A doctor and a judge. Harvard. All Kirby can think is how happy both Nonny and her mother would be. She’s meeting the right kind of people, just like on Nantucket, where everyone is a judge or a doctor or holds an Endowed Chair of Effortless Superiority at Well-Bred University.
“Okay,” Kirby says. She’ll write her mother a postcard later, she decides, and mention all the esteemed people she’s met on Martha’s Vineyard. “Let’s go say hi.”
Rajani strides up the walk and jabs the doorbell. Kirby wonders about Darren from Harvard. It would be nice to have a summer romance, a romance where she, Kirby, calls the shots instead of being an emotional wreck. It would be nice to stop thinking about Officer Scottie Turbo, with his devastating green eyes and his geisha-girl tattoo and his powerful hands that could pin both her wrists over her head as he kissed the spot just below her left ear.
A black woman in a white tennis dress opens the door. Her arms have sculpted muscles and there’s a sheen of perspiration on her forehead. Her hair is in a ponytail and she’s wearing diamond earrings. She looks at both girls—women!—but her gaze settles on Rajani and she smiles.
“Rajani!” she says. “Now the summer can officially begin!”
Kirby is initially confused. She thinks,Maid? Housekeeper? In a tennis dress and diamond earrings?And then, one instant later, she’s mortified by her own obtuseness and—let’s just say it—bigotry. This woman must be Darren’s mother, the doctor.

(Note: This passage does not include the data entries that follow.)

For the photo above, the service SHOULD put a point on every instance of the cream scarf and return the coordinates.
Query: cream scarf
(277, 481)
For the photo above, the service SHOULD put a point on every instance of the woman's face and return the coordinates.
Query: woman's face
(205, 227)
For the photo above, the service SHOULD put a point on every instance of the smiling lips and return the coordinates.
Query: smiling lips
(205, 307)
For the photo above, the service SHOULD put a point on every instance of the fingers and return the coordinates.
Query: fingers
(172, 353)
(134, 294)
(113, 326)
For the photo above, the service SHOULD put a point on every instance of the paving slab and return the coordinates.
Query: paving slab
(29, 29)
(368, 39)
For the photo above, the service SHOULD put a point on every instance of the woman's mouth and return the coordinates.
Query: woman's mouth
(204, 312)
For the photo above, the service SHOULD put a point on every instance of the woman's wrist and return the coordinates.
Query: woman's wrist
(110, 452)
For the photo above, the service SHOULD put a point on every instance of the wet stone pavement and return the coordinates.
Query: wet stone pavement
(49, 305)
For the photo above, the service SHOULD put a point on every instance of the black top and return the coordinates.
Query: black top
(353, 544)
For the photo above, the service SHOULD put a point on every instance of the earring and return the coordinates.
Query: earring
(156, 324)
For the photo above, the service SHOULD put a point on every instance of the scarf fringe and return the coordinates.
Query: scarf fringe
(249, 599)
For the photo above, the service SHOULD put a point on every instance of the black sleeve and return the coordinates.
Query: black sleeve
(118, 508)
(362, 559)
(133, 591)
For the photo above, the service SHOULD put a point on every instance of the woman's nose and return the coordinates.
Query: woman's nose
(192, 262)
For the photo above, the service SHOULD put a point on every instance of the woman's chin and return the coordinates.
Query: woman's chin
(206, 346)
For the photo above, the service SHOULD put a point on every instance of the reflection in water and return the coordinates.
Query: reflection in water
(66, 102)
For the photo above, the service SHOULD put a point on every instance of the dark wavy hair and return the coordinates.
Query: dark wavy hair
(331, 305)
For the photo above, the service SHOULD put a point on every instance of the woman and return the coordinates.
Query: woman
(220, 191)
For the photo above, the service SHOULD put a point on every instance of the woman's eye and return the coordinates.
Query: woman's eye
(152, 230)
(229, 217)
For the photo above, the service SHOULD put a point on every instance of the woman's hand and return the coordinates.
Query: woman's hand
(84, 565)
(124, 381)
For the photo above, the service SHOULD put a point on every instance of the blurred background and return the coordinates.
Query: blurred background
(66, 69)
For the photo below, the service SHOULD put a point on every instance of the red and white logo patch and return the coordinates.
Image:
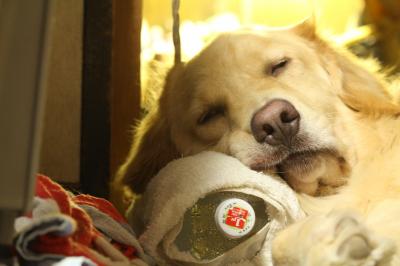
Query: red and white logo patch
(235, 217)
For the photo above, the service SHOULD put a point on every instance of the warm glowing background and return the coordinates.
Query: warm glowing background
(201, 19)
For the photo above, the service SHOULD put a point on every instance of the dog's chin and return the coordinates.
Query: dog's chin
(314, 172)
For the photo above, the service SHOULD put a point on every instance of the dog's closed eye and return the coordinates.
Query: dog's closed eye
(210, 114)
(277, 67)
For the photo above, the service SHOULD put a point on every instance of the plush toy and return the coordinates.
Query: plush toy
(211, 209)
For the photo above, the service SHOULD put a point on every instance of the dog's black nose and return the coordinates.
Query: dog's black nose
(276, 123)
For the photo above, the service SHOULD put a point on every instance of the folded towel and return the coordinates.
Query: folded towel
(62, 225)
(158, 216)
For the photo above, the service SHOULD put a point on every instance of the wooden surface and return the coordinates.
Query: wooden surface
(96, 82)
(125, 92)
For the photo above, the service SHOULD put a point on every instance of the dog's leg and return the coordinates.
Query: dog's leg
(334, 239)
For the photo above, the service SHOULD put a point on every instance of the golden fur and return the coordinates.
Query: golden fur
(349, 129)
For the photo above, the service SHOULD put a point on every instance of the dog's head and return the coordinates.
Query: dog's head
(279, 101)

Darren’s mother holds open the screen door. Rajani steps inside and Kirby follows. The house is bright, summery, and modern. A peek in the living room to the right reveals a navy-and-white-striped divan with bright yellow throw pillows and a white coffee table shaped like a kidney bean. Kirby loves it. There isn’t a piece of furniture in Nonny’s house that’s less than a hundred years old.

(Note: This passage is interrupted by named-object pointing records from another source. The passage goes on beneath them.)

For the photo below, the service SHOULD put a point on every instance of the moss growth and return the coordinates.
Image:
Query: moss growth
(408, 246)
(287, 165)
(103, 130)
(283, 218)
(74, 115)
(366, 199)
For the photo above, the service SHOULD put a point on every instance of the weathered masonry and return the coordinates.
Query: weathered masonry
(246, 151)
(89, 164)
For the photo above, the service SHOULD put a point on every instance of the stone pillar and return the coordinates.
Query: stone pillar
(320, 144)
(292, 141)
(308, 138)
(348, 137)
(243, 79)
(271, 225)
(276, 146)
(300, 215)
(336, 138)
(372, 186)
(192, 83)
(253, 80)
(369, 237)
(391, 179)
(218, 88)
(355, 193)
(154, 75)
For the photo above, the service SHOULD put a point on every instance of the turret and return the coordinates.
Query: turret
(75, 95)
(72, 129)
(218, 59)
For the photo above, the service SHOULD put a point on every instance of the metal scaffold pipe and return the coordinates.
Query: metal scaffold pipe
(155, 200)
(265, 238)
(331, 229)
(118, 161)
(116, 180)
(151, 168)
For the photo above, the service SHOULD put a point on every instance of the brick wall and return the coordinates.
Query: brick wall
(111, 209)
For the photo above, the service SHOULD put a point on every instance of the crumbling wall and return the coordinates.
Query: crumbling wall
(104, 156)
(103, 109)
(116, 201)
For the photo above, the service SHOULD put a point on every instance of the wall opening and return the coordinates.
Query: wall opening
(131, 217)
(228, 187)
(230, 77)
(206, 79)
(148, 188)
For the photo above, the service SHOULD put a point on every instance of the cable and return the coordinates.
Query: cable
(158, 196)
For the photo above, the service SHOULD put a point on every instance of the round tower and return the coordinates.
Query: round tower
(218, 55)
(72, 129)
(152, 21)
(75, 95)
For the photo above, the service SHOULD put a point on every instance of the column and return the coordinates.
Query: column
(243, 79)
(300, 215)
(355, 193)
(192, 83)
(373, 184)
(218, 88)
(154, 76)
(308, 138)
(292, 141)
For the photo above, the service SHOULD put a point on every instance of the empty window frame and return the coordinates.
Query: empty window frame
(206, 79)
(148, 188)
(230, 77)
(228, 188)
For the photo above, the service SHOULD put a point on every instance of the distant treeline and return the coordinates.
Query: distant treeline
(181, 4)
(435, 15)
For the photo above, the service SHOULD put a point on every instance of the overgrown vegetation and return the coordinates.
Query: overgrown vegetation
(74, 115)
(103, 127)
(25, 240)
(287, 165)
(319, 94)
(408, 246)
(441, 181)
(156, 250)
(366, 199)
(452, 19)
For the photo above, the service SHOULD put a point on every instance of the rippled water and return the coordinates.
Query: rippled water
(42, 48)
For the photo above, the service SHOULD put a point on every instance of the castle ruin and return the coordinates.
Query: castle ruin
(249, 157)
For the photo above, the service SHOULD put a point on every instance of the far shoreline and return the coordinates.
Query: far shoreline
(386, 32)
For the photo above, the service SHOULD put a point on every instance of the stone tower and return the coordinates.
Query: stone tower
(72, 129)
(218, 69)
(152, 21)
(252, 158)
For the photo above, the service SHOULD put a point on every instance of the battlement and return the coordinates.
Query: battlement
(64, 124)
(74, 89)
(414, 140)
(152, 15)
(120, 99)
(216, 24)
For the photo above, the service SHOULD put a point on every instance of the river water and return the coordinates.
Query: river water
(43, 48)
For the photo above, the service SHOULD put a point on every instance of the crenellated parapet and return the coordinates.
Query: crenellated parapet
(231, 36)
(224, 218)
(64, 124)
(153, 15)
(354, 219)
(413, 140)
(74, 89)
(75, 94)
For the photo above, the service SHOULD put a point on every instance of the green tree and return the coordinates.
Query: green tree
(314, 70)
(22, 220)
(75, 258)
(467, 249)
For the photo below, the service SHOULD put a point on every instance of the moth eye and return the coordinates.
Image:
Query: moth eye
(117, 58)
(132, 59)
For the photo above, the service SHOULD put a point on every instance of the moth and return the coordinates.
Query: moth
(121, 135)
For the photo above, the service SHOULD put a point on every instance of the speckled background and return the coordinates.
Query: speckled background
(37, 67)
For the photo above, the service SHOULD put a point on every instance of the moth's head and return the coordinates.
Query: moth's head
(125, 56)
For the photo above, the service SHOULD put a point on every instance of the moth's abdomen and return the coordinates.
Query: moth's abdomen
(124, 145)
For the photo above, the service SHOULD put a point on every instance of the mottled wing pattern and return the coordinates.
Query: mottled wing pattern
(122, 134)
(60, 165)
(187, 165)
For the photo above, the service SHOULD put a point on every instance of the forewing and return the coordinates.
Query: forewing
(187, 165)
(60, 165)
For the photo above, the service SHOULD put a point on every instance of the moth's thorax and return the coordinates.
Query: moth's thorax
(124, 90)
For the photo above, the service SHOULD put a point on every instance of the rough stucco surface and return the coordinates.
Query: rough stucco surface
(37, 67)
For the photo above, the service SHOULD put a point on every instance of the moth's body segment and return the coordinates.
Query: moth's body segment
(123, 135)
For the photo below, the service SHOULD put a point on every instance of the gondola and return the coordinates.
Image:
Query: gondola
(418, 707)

“Dr. Frazier,” Rajani says. “Meet my friend Kirby Foley.”
Dr. Frazier offers her hand. “Nice to meet you, Kirby.” She studies Kirby for a second longer than she might have—or is Kirby just being paranoid? Kirby looks respectable, she thinks, in a strawberry-print wrap skirt, a white scoop-neck tee, and a pair of Dr. Scholl’s. She abandoned her usual minidresses, peasant blouses, and cutoff jeans in favor of this outfit because she wanted to make a good impression with her landlady, Miss O’Rourke. She senses hesitation on Dr. Frazier’s face. Is it because Kirby is white? Should Kirby inform Dr. Frazier that she’s a civil rights activist and a feminist, that she marched with Dr. Martin Luther King Jr. next to her beloved high-school civics teacher, Miss Carpenter, and that she personally defended Miss Carpenter against the racial slurs of the ignorant boys in her class? Should she show Dr. Frazier her National Organization for Women membership card? Should she mention that she’s read Simone de Beauvoir, Aimé Césaire, and Eldridge Cleaver?

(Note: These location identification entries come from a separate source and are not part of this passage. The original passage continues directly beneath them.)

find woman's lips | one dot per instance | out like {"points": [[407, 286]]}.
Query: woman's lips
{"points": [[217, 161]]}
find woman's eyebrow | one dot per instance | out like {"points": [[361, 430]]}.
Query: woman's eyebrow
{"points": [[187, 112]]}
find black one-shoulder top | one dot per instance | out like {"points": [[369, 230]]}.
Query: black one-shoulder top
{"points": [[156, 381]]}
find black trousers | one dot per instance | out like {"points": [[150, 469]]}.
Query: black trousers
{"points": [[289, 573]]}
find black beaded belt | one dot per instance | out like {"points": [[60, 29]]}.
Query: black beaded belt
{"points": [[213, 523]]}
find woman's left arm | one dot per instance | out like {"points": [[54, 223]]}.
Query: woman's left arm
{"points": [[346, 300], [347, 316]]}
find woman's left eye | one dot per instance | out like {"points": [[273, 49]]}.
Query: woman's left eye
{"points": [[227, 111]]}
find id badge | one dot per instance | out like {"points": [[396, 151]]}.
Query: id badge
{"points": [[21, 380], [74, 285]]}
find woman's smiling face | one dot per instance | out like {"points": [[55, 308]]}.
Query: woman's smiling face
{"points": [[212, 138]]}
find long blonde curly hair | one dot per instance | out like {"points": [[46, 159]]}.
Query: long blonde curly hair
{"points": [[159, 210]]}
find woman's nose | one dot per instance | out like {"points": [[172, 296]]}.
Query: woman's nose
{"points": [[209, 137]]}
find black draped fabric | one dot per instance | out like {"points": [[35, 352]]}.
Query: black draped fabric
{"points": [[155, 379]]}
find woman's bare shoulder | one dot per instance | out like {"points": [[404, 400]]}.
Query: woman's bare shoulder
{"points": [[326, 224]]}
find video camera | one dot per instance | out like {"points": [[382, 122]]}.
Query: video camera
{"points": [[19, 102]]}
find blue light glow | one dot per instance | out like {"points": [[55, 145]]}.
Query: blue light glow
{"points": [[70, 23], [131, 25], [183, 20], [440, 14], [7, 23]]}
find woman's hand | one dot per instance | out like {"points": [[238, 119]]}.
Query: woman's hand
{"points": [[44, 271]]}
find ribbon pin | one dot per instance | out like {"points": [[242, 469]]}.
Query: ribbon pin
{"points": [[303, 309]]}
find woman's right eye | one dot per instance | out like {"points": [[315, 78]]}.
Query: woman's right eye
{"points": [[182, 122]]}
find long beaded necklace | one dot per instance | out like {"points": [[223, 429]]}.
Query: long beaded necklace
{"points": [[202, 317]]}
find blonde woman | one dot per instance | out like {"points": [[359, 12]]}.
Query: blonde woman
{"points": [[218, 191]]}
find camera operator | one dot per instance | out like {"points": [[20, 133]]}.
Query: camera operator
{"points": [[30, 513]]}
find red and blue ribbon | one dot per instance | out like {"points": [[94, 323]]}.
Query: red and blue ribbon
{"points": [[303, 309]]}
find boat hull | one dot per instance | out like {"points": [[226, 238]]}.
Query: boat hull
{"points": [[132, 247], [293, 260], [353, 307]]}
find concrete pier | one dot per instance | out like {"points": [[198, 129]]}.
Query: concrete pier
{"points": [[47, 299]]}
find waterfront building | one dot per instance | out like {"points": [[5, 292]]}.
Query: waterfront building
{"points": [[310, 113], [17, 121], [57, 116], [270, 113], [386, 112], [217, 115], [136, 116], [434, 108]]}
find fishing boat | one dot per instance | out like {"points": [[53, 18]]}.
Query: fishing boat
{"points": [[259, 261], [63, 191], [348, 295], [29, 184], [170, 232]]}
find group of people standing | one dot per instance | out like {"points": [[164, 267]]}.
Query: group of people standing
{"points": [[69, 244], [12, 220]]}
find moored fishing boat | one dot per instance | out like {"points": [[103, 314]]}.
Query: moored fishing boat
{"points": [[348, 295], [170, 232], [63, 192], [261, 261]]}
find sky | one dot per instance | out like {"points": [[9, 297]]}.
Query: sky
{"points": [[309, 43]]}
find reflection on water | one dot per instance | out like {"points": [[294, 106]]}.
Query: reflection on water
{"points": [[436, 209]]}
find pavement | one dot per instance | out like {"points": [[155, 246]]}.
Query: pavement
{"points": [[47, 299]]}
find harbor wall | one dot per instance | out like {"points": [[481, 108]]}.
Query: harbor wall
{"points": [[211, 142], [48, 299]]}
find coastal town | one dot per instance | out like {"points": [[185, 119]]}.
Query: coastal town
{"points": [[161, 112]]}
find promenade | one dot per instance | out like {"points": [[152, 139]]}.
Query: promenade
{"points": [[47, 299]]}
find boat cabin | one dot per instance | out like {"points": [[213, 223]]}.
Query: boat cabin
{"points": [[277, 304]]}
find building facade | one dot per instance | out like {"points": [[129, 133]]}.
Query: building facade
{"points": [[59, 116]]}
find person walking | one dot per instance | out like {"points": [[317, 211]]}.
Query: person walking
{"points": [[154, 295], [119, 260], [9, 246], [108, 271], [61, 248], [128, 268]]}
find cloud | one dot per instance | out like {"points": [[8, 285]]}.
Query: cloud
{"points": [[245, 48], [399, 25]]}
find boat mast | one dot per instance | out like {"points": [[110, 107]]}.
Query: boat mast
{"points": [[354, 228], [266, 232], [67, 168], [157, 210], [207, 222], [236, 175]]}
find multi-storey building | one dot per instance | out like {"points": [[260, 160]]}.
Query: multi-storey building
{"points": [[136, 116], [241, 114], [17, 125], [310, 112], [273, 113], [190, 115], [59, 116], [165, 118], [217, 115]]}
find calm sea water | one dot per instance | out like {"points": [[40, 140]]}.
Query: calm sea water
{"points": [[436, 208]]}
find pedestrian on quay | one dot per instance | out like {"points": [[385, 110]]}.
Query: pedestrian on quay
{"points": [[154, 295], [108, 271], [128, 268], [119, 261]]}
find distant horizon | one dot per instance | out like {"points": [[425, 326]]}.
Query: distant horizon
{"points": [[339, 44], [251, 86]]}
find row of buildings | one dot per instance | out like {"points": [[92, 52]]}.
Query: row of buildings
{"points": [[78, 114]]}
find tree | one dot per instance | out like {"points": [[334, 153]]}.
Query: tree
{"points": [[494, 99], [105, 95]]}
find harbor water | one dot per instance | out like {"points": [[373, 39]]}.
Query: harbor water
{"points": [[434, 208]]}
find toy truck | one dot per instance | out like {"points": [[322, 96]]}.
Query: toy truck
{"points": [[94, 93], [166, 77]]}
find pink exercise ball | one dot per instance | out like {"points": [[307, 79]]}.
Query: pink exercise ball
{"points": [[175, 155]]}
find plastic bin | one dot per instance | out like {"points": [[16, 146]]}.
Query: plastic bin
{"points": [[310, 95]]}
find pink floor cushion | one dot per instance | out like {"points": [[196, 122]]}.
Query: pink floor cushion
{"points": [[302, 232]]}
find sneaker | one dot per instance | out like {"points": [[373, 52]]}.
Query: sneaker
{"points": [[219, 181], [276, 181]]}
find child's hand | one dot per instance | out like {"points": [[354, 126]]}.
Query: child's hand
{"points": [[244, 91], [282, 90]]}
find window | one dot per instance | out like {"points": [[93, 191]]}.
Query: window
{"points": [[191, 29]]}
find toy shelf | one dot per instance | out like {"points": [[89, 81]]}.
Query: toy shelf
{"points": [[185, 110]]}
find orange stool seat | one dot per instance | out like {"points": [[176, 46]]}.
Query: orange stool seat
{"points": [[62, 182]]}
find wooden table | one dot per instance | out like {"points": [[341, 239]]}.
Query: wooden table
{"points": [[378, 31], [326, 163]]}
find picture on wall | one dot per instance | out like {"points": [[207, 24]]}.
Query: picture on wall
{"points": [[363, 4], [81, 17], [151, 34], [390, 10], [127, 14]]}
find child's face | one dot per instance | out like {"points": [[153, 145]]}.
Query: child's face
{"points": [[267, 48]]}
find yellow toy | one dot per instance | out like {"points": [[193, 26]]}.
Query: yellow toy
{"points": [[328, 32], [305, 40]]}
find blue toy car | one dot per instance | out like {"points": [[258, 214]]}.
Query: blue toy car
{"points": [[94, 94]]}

All of that would sound like bragging, she fears, or, worse, like she’s trying to appropriate African-Americans’ struggle for rights and respect when anyone can see that she’s as white as Wonder Bread. Besides, it’s exaggerating a bit—shehasread Aimé Césaire, but she barely understood a single word. She decides the best defense is genuine human warmth. She smiles at Dr. Frazier, and as she does, she realizes she has seen this woman before. But where? Dr. Frazier doesn’t work at Simmons, and yet somewhere…Kirby has met her somewhere.
“Are you here visiting for a few days?” Dr. Frazier asks. “Or for the summer?”
“The summer,” Kirby says, hoping this will be a point in her favor. “I’m renting a room from Alice O’Rourke. I’ll be working as a chambermaid at the Shiretown Inn in Edgartown.”
“Chambermaid?” Dr. Frazier asks. She gives Kirby the once-over with what appears to be an incredulous eye. “Where are you from, Kirby?”
Kirby clears her throat. “My parents live in Brookline?” She’s so nervous she sounds like she’s asking the question instead of answering it.